Sinking to new lows on asylum seekers

It’s hard to fathom why a government would deny timely medical treatment to four-year old Tharnicaa, whose Tamil parents fled Sri Lanka by boat almost a decade ago.

By all accounts, untreated pneumonia has led to sepsis in the child and now she and her mother Priya are under 24hr guard in the Perth Children’s Hospital as she fights for her life.

It’s impossible to imagine what kind of threat this family poses to Australia, why they were removed from the supportive rural Queensland town of Biloela in a dawn raid, why they have been imprisoned for four years, the last two isolated on Christmas Island, why they cannot have visitors, why their prison is a run-down tin shed and why NZ or the US should take them when Australia will not.

There are around 50,000 Tamil speakers living in Australia, 20,000 of them from Sri Lanka. Sri Lanka’s 26-year civil war ended in 2009 but around 1 million people were left displaced and in refugee camps. Leaving that aside, this globally reported and long-running case would likely mean the family would be at risk if sent to Sri Lanka.
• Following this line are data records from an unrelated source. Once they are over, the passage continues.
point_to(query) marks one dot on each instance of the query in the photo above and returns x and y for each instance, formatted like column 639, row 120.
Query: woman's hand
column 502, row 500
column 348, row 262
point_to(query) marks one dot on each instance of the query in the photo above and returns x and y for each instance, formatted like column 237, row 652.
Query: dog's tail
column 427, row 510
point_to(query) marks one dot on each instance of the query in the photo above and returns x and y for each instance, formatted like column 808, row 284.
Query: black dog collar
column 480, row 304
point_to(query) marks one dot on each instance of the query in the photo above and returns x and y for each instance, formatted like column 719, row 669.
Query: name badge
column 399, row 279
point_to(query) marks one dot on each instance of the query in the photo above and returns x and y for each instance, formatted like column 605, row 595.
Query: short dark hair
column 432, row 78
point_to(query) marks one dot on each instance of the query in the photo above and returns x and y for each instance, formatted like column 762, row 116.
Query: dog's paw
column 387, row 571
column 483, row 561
The cost of their detention on Christmas Island from August 2019 to end January 2021 was $6.7 million. That money would have been spent on better resourcing the immigration officials and courts to process cases in months rather than years and allowing the family to live and work in the community rather than being locked up.

The Guardian reports this week:

The family won a full federal court appeal in February, with the court upholding a ruling that the government’s handling of Tharnicaa’s visa application had denied her procedural fairness.

The federal government has not appealed the ruling but there are now two briefs before the immigration minister, Alex Hawke, to consider whether to lift the bar preventing Tharnicaa from making a visa application, and a case to release the family into community detention.

The home affairs minister, Karen Andrews, has the power to intervene at any point and allow the family to remain in Australia. Asked whether she was prepared to use those powers in relation to their situation on Tuesday, she indicated resettlement options were being examined.

Surely it’s time to say this family, especially the children, has been through enough?